Relatos expõem tensão na liderança da OpenAI antes da queda de Altman
Relatos: Peter Thiel avisou Sam Altman sobre conflitos de segurança em IA antes da demissão
Peter Thiel teria feito um alerta direto a Sam Altman sobre os crescentes conflitos de segurança em IA dentro da OpenAI pouco antes da demissão do CEO, em novembro de 2023. A informação, relatada pelo Wall Street Journal e baseada no livro The Optimist: Sam Altman, OpenAI, and the Race to Invent the Future, de Keach Hagey, revela disputas internas que se intensificaram nos meses seguintes.
O aviso de Peter Thiel
Segundo a reportagem, Thiel teria confrontado Altman durante um jantar privado em Los Angeles. Na conversa, o investidor afirmou que Altman subestimava a influência do movimento ligado à segurança em IA dentro da empresa. Em termos precisos, Thiel disse: “você não entende como Eliezer programou metade dos funcionários da sua empresa para acreditar nessas ideias”, em referência ao pesquisador Eliezer Yudkowsky, que já fora financiado por Thiel.
Altman, conforme os relatos, minimizou as preocupações, citando a saída anterior de figuras como Elon Musk, em 2018, quando avisos sobre riscos existenciais da IA já tinham sido feitos por Musk e por Yudkowsky. Ainda assim, esses alertas alimentaram um ambiente de crescente desconfiança entre os que defendiam uma prioridade maior para a segurança e os que buscavam uma trajetória mais comercial para a tecnologia.
Acusações de falta de transparência e segurança
Os relatos do Wall Street Journal descrevem um quadro em que líderes técnicos, como o cientista-chefe Ilya Sutskever e o chefe da equipe de superalinhamento Jan Leike, passaram a questionar práticas da gestão. Em 2024, ambos saíram da OpenAI, assim como outros membros centrados em segurança, indicando que as tensões não eram pontuais.
De acordo com a apuração, a CTO Mira Murati e Sutskever reuniram evidências sobre supostas práticas problemáticas de gestão de Altman, incluindo episódios em que o CEO teria fomentado rivalidades internas e negligenciado protocolos de segurança. Durante o lançamento do GPT‑4‑Turbo, por exemplo, Altman teria fornecido informações incorretas ao conselho e sido pouco transparente sobre a estrutura privada do OpenAI Start-up Fund.
Questões semelhantes relacionadas a testes de segurança teriam surgido após o lançamento do GPT‑4o, em maio de 2024. Quando Murati tentou levar as preocupações diretamente a Altman, ele teria respondido trazendo representantes de Recursos Humanos para acompanhar reuniões individuais por várias semanas, até que ela optou por não levar as questões ao conselho.

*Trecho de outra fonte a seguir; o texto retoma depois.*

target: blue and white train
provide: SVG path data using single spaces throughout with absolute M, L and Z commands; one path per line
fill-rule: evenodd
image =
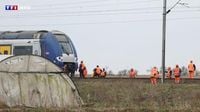
M 0 32 L 0 60 L 16 55 L 39 55 L 74 74 L 78 57 L 71 39 L 60 31 Z

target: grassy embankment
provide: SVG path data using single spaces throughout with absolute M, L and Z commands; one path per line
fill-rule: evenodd
M 86 112 L 199 112 L 199 84 L 151 85 L 139 80 L 75 80 Z

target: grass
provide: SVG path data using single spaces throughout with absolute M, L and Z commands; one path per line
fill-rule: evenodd
M 149 80 L 132 79 L 74 79 L 74 82 L 85 103 L 80 109 L 25 108 L 5 111 L 200 112 L 200 86 L 197 81 L 194 84 L 169 81 L 157 86 L 151 85 Z
M 83 111 L 200 111 L 199 84 L 158 84 L 139 80 L 75 80 L 85 102 Z

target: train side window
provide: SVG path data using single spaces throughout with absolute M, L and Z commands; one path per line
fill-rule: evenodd
M 6 54 L 6 55 L 8 55 L 8 51 L 7 51 L 7 50 L 5 50 L 5 51 L 3 52 L 3 54 Z
M 14 46 L 13 54 L 14 55 L 30 55 L 32 54 L 32 46 Z

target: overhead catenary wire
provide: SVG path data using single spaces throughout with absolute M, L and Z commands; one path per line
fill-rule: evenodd
M 130 8 L 130 9 L 104 9 L 104 10 L 87 10 L 87 11 L 64 11 L 64 12 L 51 12 L 51 13 L 11 13 L 5 14 L 2 18 L 13 16 L 15 18 L 23 17 L 58 17 L 58 16 L 102 16 L 102 15 L 122 15 L 122 14 L 155 14 L 160 13 L 160 7 L 143 7 L 143 8 Z M 175 13 L 181 12 L 200 12 L 200 7 L 190 8 L 190 10 L 177 10 Z M 31 16 L 29 16 L 31 15 Z
M 169 18 L 169 21 L 176 20 L 200 20 L 200 17 L 180 17 L 180 18 Z M 74 22 L 74 23 L 63 23 L 63 24 L 15 24 L 15 25 L 4 25 L 2 24 L 0 27 L 35 27 L 35 26 L 69 26 L 69 25 L 95 25 L 95 24 L 126 24 L 126 23 L 135 23 L 135 22 L 161 22 L 161 18 L 153 18 L 153 19 L 138 19 L 138 20 L 122 20 L 122 21 L 102 21 L 102 22 Z

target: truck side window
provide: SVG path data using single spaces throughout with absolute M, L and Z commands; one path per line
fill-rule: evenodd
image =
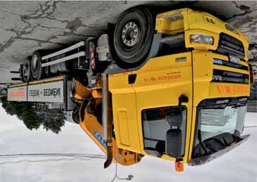
M 177 107 L 165 107 L 143 110 L 142 122 L 143 128 L 144 148 L 151 148 L 160 154 L 165 154 L 166 134 L 170 126 L 165 120 L 167 112 L 174 112 Z M 186 108 L 182 107 L 182 148 L 181 156 L 184 155 L 186 132 Z

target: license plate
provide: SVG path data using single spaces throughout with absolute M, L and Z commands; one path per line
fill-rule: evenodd
M 231 55 L 229 55 L 229 61 L 235 63 L 240 63 L 240 59 L 239 58 L 234 57 Z

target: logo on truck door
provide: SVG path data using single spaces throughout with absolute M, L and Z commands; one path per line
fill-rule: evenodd
M 160 75 L 160 76 L 144 78 L 143 80 L 145 82 L 159 82 L 159 81 L 171 80 L 171 79 L 179 79 L 181 78 L 181 75 L 179 73 L 172 73 L 171 74 L 168 75 Z

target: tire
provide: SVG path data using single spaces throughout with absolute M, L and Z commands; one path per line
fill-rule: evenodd
M 20 67 L 20 77 L 23 82 L 28 82 L 30 80 L 30 67 L 28 62 Z
M 152 45 L 154 18 L 145 7 L 125 11 L 119 18 L 114 33 L 114 46 L 121 67 L 136 67 L 145 60 Z
M 31 78 L 38 80 L 42 77 L 42 56 L 38 51 L 35 51 L 30 63 Z

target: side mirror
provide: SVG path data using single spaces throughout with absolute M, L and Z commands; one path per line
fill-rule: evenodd
M 182 124 L 182 112 L 178 110 L 177 112 L 166 112 L 165 119 L 169 126 L 180 127 Z
M 179 158 L 181 155 L 182 132 L 179 129 L 170 129 L 166 134 L 166 154 Z

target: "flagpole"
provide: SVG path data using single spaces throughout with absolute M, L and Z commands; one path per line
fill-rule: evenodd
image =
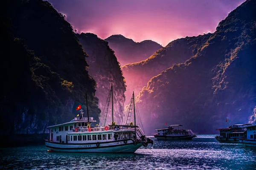
M 85 96 L 86 97 L 86 107 L 87 108 L 87 116 L 88 117 L 88 122 L 89 122 L 89 111 L 88 111 L 88 103 L 87 102 L 87 93 L 85 92 Z

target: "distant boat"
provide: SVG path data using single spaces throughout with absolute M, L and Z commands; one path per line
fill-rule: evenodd
M 240 143 L 250 147 L 256 147 L 256 125 L 247 127 L 247 135 L 245 138 L 239 138 Z
M 227 128 L 218 129 L 220 135 L 215 136 L 215 139 L 220 142 L 239 143 L 239 138 L 245 138 L 246 129 L 251 124 L 236 124 Z
M 155 130 L 157 139 L 192 139 L 196 137 L 191 130 L 183 129 L 181 125 L 171 125 L 168 128 Z
M 140 126 L 136 125 L 135 110 L 134 125 L 132 123 L 126 125 L 113 124 L 112 84 L 111 92 L 112 94 L 112 125 L 91 127 L 91 124 L 96 122 L 96 121 L 93 120 L 93 117 L 89 117 L 86 95 L 87 117 L 83 116 L 83 113 L 79 105 L 78 108 L 81 110 L 80 117 L 75 117 L 70 122 L 47 127 L 50 132 L 49 139 L 44 140 L 46 147 L 49 148 L 47 151 L 134 153 L 142 145 L 146 147 L 148 143 L 152 144 L 153 140 L 146 137 Z M 134 93 L 133 106 L 135 108 L 134 99 Z

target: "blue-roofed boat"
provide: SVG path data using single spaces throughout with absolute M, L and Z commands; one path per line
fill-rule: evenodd
M 183 129 L 181 125 L 171 125 L 166 128 L 155 130 L 157 139 L 192 139 L 196 135 L 191 130 Z
M 222 143 L 239 143 L 239 138 L 246 138 L 247 128 L 252 124 L 236 124 L 227 128 L 218 129 L 220 135 L 215 136 L 215 139 Z
M 256 125 L 248 126 L 247 127 L 246 137 L 239 138 L 239 142 L 245 146 L 256 147 Z

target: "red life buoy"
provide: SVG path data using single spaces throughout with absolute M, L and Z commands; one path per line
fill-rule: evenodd
M 92 128 L 90 128 L 90 127 L 88 128 L 88 131 L 90 132 L 91 131 L 92 131 Z

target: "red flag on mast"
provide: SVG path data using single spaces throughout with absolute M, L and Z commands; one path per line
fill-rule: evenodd
M 81 109 L 81 105 L 79 105 L 79 106 L 77 106 L 76 107 L 76 110 L 78 110 L 79 109 Z

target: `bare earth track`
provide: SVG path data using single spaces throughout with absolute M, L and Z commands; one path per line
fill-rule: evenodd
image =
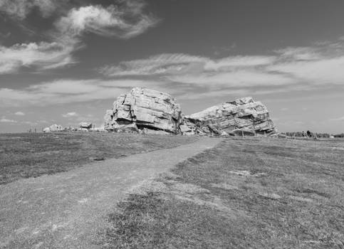
M 97 248 L 97 231 L 125 191 L 215 146 L 202 138 L 0 186 L 0 248 Z

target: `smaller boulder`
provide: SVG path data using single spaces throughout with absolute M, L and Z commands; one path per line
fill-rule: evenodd
M 92 128 L 92 123 L 88 122 L 82 122 L 79 124 L 79 127 L 83 129 L 90 129 Z

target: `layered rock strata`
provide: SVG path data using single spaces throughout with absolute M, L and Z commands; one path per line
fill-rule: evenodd
M 181 134 L 183 117 L 171 95 L 135 88 L 121 95 L 104 117 L 107 130 L 145 133 Z
M 184 117 L 184 122 L 196 134 L 245 134 L 276 132 L 266 107 L 247 97 L 215 105 Z
M 170 95 L 133 88 L 106 111 L 105 129 L 118 132 L 174 134 L 271 134 L 276 130 L 266 107 L 243 97 L 184 116 Z

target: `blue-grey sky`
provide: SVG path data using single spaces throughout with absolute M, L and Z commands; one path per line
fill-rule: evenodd
M 121 93 L 185 114 L 252 96 L 281 132 L 344 131 L 342 0 L 0 0 L 0 132 L 103 123 Z

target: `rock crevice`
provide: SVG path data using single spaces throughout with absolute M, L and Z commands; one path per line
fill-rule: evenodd
M 104 119 L 105 129 L 115 132 L 214 135 L 276 132 L 266 107 L 251 97 L 184 116 L 169 94 L 140 88 L 120 95 Z

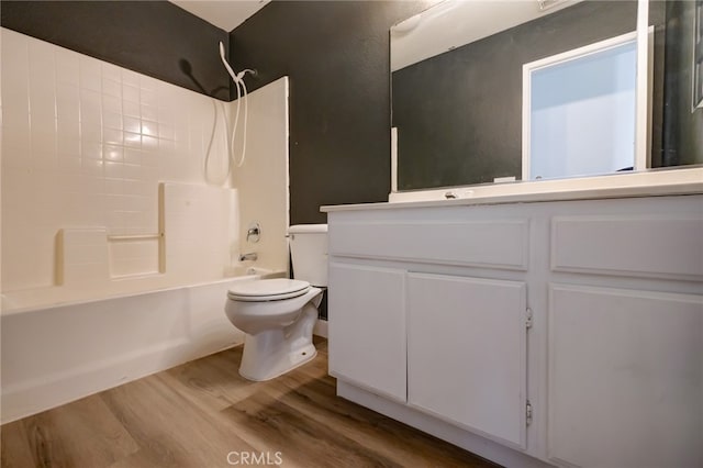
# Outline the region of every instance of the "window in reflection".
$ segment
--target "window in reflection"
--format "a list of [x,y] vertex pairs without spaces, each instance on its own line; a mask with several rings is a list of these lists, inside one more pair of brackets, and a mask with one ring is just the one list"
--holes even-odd
[[526,64],[523,180],[632,170],[636,67],[636,33]]

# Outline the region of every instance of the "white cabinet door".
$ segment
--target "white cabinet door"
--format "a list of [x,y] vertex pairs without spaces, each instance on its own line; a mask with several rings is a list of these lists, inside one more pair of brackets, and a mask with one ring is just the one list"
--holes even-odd
[[703,466],[703,298],[549,288],[548,456],[580,467]]
[[525,447],[526,287],[410,274],[408,401]]
[[330,264],[330,374],[406,401],[405,271]]

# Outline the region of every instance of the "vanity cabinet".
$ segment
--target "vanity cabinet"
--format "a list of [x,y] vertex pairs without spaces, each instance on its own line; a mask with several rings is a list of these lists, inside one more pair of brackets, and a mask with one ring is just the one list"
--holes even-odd
[[405,272],[332,263],[330,374],[393,400],[406,400]]
[[339,395],[504,466],[703,466],[703,196],[328,209]]
[[526,319],[524,282],[409,274],[408,403],[524,448]]

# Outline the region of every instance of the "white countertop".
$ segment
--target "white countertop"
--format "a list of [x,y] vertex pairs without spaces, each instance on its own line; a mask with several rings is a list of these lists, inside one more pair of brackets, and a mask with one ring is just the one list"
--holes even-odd
[[[456,198],[447,199],[447,193],[451,193]],[[320,210],[330,213],[353,210],[392,210],[694,193],[703,193],[703,167],[652,169],[574,179],[517,181],[398,192],[389,196],[389,202],[325,205]]]

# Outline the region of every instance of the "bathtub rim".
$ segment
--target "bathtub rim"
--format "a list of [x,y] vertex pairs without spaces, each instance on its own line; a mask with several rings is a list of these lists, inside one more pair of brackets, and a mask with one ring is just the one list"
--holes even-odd
[[[89,303],[96,303],[96,302],[102,302],[102,301],[110,301],[110,300],[116,300],[116,299],[123,299],[123,298],[134,298],[137,296],[145,296],[145,294],[152,294],[152,293],[163,293],[163,292],[169,292],[169,291],[175,291],[175,290],[180,290],[180,289],[190,289],[190,288],[198,288],[198,287],[202,287],[202,286],[209,286],[209,285],[220,285],[220,283],[224,283],[224,282],[232,282],[232,281],[254,281],[257,279],[267,279],[267,278],[282,278],[286,277],[288,274],[287,271],[278,271],[278,270],[270,270],[270,269],[265,269],[265,268],[255,268],[255,270],[257,272],[255,274],[246,274],[246,275],[237,275],[237,276],[231,276],[231,277],[223,277],[223,278],[219,278],[219,279],[212,279],[212,280],[203,280],[203,281],[198,281],[198,282],[188,282],[188,283],[183,283],[183,285],[174,285],[174,286],[167,286],[167,287],[157,287],[157,288],[152,288],[152,289],[144,289],[144,290],[135,290],[135,291],[124,291],[124,292],[109,292],[109,293],[103,293],[100,297],[92,297],[92,298],[85,298],[85,299],[71,299],[68,298],[66,300],[59,300],[59,301],[54,301],[54,302],[46,302],[46,303],[38,303],[38,304],[30,304],[30,305],[24,305],[24,307],[18,307],[18,308],[7,308],[4,305],[4,303],[0,307],[0,316],[5,317],[5,316],[12,316],[12,315],[16,315],[16,314],[21,314],[21,313],[31,313],[31,312],[37,312],[37,311],[44,311],[47,309],[56,309],[56,308],[65,308],[65,307],[74,307],[74,305],[82,305],[82,304],[89,304]],[[11,299],[7,299],[8,297],[12,297],[12,294],[29,294],[31,293],[31,291],[42,291],[42,290],[58,290],[60,289],[60,286],[57,287],[46,287],[46,288],[34,288],[34,289],[22,289],[22,290],[15,290],[15,291],[7,291],[7,292],[2,292],[2,301],[4,302],[5,300],[11,301]],[[68,292],[68,291],[66,291]]]

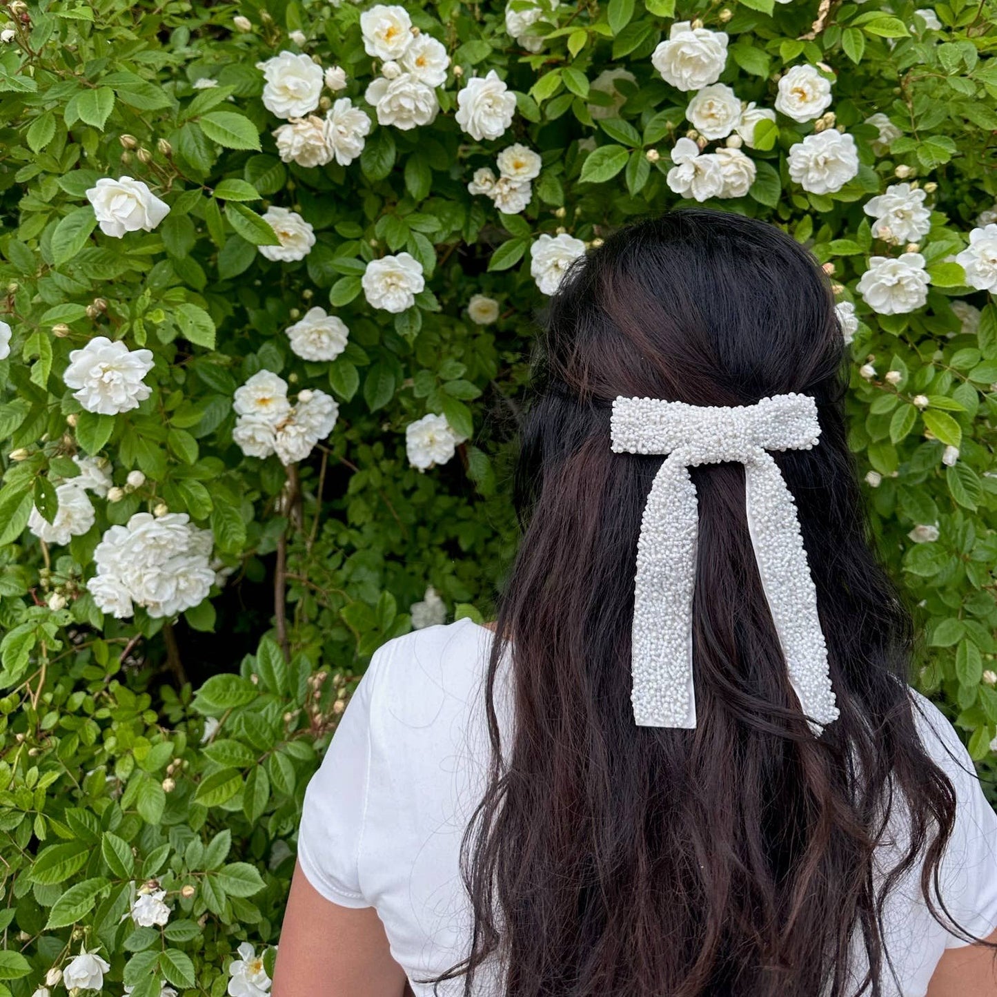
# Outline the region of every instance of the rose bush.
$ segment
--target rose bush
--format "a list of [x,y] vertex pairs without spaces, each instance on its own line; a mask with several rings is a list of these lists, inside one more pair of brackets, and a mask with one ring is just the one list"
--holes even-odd
[[0,997],[267,992],[353,683],[512,549],[531,314],[675,205],[832,274],[919,684],[993,773],[997,4],[0,22]]

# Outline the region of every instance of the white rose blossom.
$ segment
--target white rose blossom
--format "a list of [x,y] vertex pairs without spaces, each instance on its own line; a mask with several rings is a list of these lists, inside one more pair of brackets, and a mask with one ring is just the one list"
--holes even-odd
[[955,261],[966,271],[966,283],[977,290],[997,291],[997,224],[969,234],[969,246]]
[[371,307],[393,313],[411,308],[426,286],[423,264],[408,252],[372,259],[360,283]]
[[779,81],[776,110],[794,121],[820,118],[831,105],[831,81],[816,66],[792,66]]
[[554,293],[572,261],[584,254],[585,244],[567,233],[539,236],[529,248],[529,273],[540,293]]
[[498,139],[512,124],[515,96],[494,70],[473,76],[457,95],[457,124],[473,139]]
[[518,142],[496,157],[498,173],[509,180],[535,180],[540,175],[541,163],[538,153]]
[[28,529],[47,544],[68,544],[73,537],[82,536],[96,519],[94,505],[86,491],[72,481],[56,487],[59,508],[52,522],[48,522],[37,508],[28,517]]
[[837,314],[837,324],[841,326],[844,344],[848,346],[858,331],[858,316],[855,314],[855,306],[851,301],[840,301],[834,305],[834,311]]
[[691,21],[672,24],[668,40],[659,43],[651,64],[665,83],[678,90],[701,90],[716,83],[727,65],[727,43],[723,31],[693,28]]
[[212,543],[211,531],[191,524],[185,512],[137,512],[104,534],[87,589],[100,610],[119,619],[132,616],[135,605],[151,617],[175,616],[207,598]]
[[743,198],[755,183],[757,170],[755,161],[740,149],[718,149],[714,154],[720,163],[720,174],[724,186],[721,198]]
[[67,990],[100,990],[104,986],[104,974],[111,968],[96,952],[81,948],[80,954],[63,970],[63,985]]
[[409,614],[412,617],[413,630],[440,626],[447,622],[447,604],[431,585],[426,589],[422,602],[413,603],[409,607]]
[[498,302],[487,294],[472,294],[468,315],[477,325],[491,325],[498,318]]
[[284,51],[256,63],[263,71],[263,107],[278,118],[304,118],[318,107],[325,74],[304,53]]
[[833,194],[858,175],[855,140],[833,128],[790,149],[790,178],[812,194]]
[[73,397],[88,411],[99,415],[119,415],[138,408],[152,388],[143,380],[155,365],[151,349],[130,350],[124,342],[94,336],[69,354],[63,373]]
[[228,993],[230,997],[266,997],[273,982],[263,968],[263,956],[249,942],[242,942],[239,954],[228,966]]
[[884,194],[865,202],[863,211],[875,219],[872,236],[886,242],[916,243],[931,229],[931,212],[924,207],[927,195],[909,184],[892,184]]
[[411,73],[393,80],[379,77],[367,88],[364,100],[375,109],[379,125],[403,132],[431,125],[440,110],[436,91]]
[[273,205],[262,218],[280,240],[279,246],[259,247],[267,259],[290,262],[308,255],[315,245],[315,230],[297,212]]
[[105,236],[121,239],[129,232],[152,232],[168,214],[161,201],[141,180],[103,177],[87,191],[94,215]]
[[865,119],[864,124],[872,125],[879,130],[879,135],[872,140],[872,152],[876,156],[882,156],[889,151],[889,144],[898,139],[903,133],[881,112],[876,112]]
[[704,139],[726,139],[741,122],[741,101],[726,83],[714,83],[697,92],[686,118]]
[[683,198],[707,201],[719,198],[724,190],[724,172],[713,154],[702,154],[692,139],[681,138],[672,149],[672,163],[665,181]]
[[441,87],[447,82],[450,56],[443,43],[432,35],[420,34],[413,38],[399,62],[404,70],[428,87]]
[[466,437],[451,428],[447,417],[430,412],[405,428],[405,451],[411,464],[426,471],[436,464],[446,464]]
[[360,15],[364,51],[377,59],[398,59],[412,42],[412,18],[404,7],[375,4]]
[[880,315],[904,314],[924,306],[931,277],[919,252],[904,252],[896,258],[872,256],[856,290]]
[[309,308],[293,325],[285,329],[291,350],[303,360],[334,360],[346,348],[350,330],[337,315],[325,308]]

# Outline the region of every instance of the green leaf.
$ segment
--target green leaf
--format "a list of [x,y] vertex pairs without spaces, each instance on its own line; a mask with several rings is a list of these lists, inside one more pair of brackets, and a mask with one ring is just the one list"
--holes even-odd
[[235,230],[235,235],[247,243],[253,246],[280,246],[280,240],[277,239],[277,234],[270,228],[269,223],[264,222],[255,212],[251,212],[238,202],[225,202],[225,218]]
[[80,120],[102,132],[114,109],[115,92],[110,87],[85,90],[76,102],[76,112]]
[[200,130],[223,149],[259,150],[259,132],[245,115],[211,111],[197,119]]
[[629,155],[628,150],[622,146],[599,146],[586,157],[579,180],[590,184],[610,180],[626,166]]

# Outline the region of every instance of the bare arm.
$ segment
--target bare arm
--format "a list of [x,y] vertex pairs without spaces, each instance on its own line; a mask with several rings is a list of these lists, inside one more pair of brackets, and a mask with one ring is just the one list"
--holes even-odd
[[405,972],[391,956],[377,911],[326,900],[295,864],[273,971],[273,997],[411,993]]
[[[987,941],[997,943],[997,931]],[[946,949],[925,997],[997,997],[994,950],[985,945]]]

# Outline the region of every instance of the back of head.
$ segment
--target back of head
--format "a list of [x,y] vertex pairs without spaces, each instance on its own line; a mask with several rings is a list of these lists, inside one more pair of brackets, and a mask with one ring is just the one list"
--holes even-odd
[[[780,230],[682,210],[578,260],[550,300],[521,429],[519,552],[498,601],[515,725],[466,836],[475,906],[465,975],[489,958],[515,997],[838,997],[849,946],[888,976],[881,901],[930,877],[955,802],[918,741],[910,624],[867,542],[827,278]],[[787,679],[739,463],[690,468],[697,726],[637,727],[634,564],[663,458],[614,453],[617,395],[817,401],[813,449],[775,453],[793,493],[840,715],[818,739]],[[497,640],[494,682],[504,651]],[[504,760],[502,756],[504,755]],[[909,848],[872,854],[892,805]]]

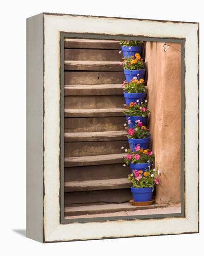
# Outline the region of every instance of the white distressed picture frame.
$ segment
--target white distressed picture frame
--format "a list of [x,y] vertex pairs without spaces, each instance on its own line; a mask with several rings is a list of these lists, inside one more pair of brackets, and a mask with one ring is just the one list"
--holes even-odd
[[[50,243],[199,232],[198,24],[44,13],[27,28],[27,236]],[[184,216],[61,223],[62,32],[185,39]]]

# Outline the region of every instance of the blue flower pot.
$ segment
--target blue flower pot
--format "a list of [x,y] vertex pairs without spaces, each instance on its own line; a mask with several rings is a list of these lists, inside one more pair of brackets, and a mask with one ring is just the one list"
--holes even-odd
[[149,148],[150,140],[150,137],[148,137],[144,139],[128,139],[128,141],[130,149],[133,152],[135,152],[134,148],[138,144],[139,144],[140,147],[143,148],[143,149]]
[[142,46],[122,46],[121,49],[124,58],[130,58],[137,53],[142,57]]
[[135,202],[151,201],[152,199],[152,188],[133,188],[131,187],[131,192]]
[[137,79],[139,80],[142,78],[145,80],[145,69],[137,69],[136,70],[124,69],[124,73],[127,82],[129,82],[134,77],[137,77]]
[[[129,117],[129,118],[128,118]],[[143,125],[147,126],[148,116],[145,116],[145,117],[142,117],[142,116],[130,116],[129,115],[126,115],[126,120],[128,121],[128,125],[129,128],[134,128],[135,125],[135,121],[137,120],[140,120],[140,122],[142,123]],[[131,122],[128,123],[128,121],[130,120]]]
[[150,169],[152,168],[153,162],[146,162],[144,163],[130,163],[130,168],[132,172],[134,170],[137,171],[142,171],[143,172],[149,171],[149,165]]
[[127,106],[129,106],[130,102],[136,102],[137,100],[139,100],[140,103],[141,102],[144,103],[146,96],[145,93],[133,94],[124,92],[125,103]]

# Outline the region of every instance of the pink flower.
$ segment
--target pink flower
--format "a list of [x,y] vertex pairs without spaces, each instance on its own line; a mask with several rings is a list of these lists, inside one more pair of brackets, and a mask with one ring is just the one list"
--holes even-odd
[[133,173],[134,174],[134,176],[137,176],[139,175],[139,171],[137,171],[137,170],[133,170]]
[[128,160],[132,160],[132,155],[127,155],[126,156],[126,158],[127,158]]
[[139,181],[142,178],[142,175],[141,174],[139,174],[138,176],[136,178],[137,181]]
[[140,149],[140,146],[137,146],[137,147],[135,147],[134,149],[135,149],[135,151],[139,151]]
[[134,158],[136,160],[139,160],[140,158],[140,156],[137,154],[135,154],[135,155],[134,155]]
[[129,129],[128,134],[130,136],[133,135],[134,134],[134,129],[133,128],[130,128],[130,129]]

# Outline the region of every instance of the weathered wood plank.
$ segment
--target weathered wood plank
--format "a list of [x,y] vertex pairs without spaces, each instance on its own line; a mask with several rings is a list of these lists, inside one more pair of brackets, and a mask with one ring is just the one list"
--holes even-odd
[[124,116],[124,108],[88,108],[64,109],[65,117],[90,117],[100,116]]
[[65,85],[122,84],[125,80],[123,71],[65,71]]
[[77,156],[97,155],[124,153],[122,146],[128,146],[127,141],[72,142],[64,143],[64,156],[74,157]]
[[131,184],[132,182],[128,181],[127,178],[65,182],[64,191],[73,192],[118,189],[130,188]]
[[102,132],[124,129],[125,116],[64,118],[65,132]]
[[120,61],[65,61],[65,70],[117,71],[123,71]]
[[129,202],[123,203],[110,203],[81,206],[65,207],[64,215],[66,216],[77,216],[90,214],[99,214],[118,211],[135,211],[146,209],[167,207],[168,204],[152,204],[146,206],[134,206]]
[[125,103],[122,95],[64,97],[64,108],[66,110],[122,108]]
[[125,178],[130,173],[129,167],[121,163],[70,167],[64,168],[64,181]]
[[127,141],[127,131],[64,133],[65,142]]
[[65,38],[65,48],[83,49],[113,49],[120,50],[121,46],[115,40]]
[[90,155],[76,157],[65,157],[64,167],[101,165],[124,162],[127,154],[112,154],[101,155]]
[[65,61],[121,61],[118,50],[64,49]]
[[64,86],[65,96],[123,95],[121,84]]
[[[132,199],[130,189],[110,189],[64,193],[64,204],[80,203],[122,203]],[[73,205],[72,205],[73,206]]]

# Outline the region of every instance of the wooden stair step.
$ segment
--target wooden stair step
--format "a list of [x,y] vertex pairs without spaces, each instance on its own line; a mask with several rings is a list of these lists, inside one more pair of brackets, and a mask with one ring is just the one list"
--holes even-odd
[[127,140],[122,141],[95,141],[69,142],[64,143],[65,157],[78,156],[101,155],[113,154],[121,154],[124,150],[122,146],[128,148]]
[[121,84],[65,85],[65,96],[123,95]]
[[64,141],[97,141],[127,140],[127,131],[64,133]]
[[118,108],[124,108],[125,101],[122,95],[65,96],[65,109]]
[[124,108],[87,108],[64,109],[65,117],[124,116]]
[[117,71],[123,70],[121,61],[65,61],[65,70]]
[[132,182],[127,178],[64,182],[65,192],[118,189],[130,188]]
[[121,49],[119,43],[115,40],[65,38],[65,48],[82,49]]
[[64,49],[64,61],[121,61],[118,50],[102,49]]
[[65,132],[105,132],[124,129],[125,115],[64,118]]
[[64,72],[65,85],[77,84],[122,84],[125,80],[123,71],[67,71]]
[[64,208],[64,216],[77,216],[88,214],[98,214],[119,211],[135,211],[137,210],[166,207],[167,204],[152,204],[146,206],[134,206],[129,202],[122,203],[107,203]]
[[86,166],[123,163],[127,154],[111,154],[75,157],[65,157],[64,167]]
[[70,192],[64,193],[64,206],[79,206],[85,204],[121,203],[129,202],[132,199],[129,188],[108,190]]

A reversão, a reação dos funcionários e as consequências
O desfecho mais dramático ocorreu quando quatro membros do conselho, entre eles Sutskever, decidiram destituir Altman por meio de videochamadas confidenciais, apoiados por documentos que Sutskever preparou sobre as supostas irregularidades. O conselho limitou inicialmente a explicação pública à declaração de que Altman não havia sido “consistentemente transparente”, frase que passou a ser citada em comunicações oficiais.
A decisão provocou uma reação imediata: surgiu a ameaça de uma saída em massa de funcionários, e Altman, junto com Greg Brockman, acabou sendo reintegrado. Murati e Sutskever assinaram uma carta de apoio à volta de Altman, mesmo tendo participado dos eventos que levaram à sua demissão. Posteriormente, ambos deixaram a OpenAI e fundaram suas próprias iniciativas em IA.
Os relatos também lembram que, em 2021, sete funcionários saíram da OpenAI para construir a Anthropic, mostrando um histórico prévio de cisões motivadas por debates sobre alinhamento e segurança. A combinação de saídas, denúncias internas, e divergências estratégicas ajudou a transformar a discussão sobre conflitos de segurança em IA em um tema central da gestão da empresa.
Para especialistas, os eventos ilustram como a tensão entre inovação rápida e práticas rigorosas de segurança pode gerar rupturas em empresas que trabalham com tecnologias de alto impacto. O caso da OpenAI, com avisos de investidores como Thiel, levantamentos internos e mudanças abruptas na liderança, torna evidente que os conflitos de segurança em IA deixam marcas duradouras, tanto nas estruturas corporativas, quanto no debate público sobre o rumo da inteligência artificial.
O episódio permanece objeto de análises e livros, e confirma que, em organizações que desenvolvem capacidades tecnológicas poderosas, o equilíbrio entre crescimento, governança e segurança é tanto um desafio técnico, quanto um risco institucional.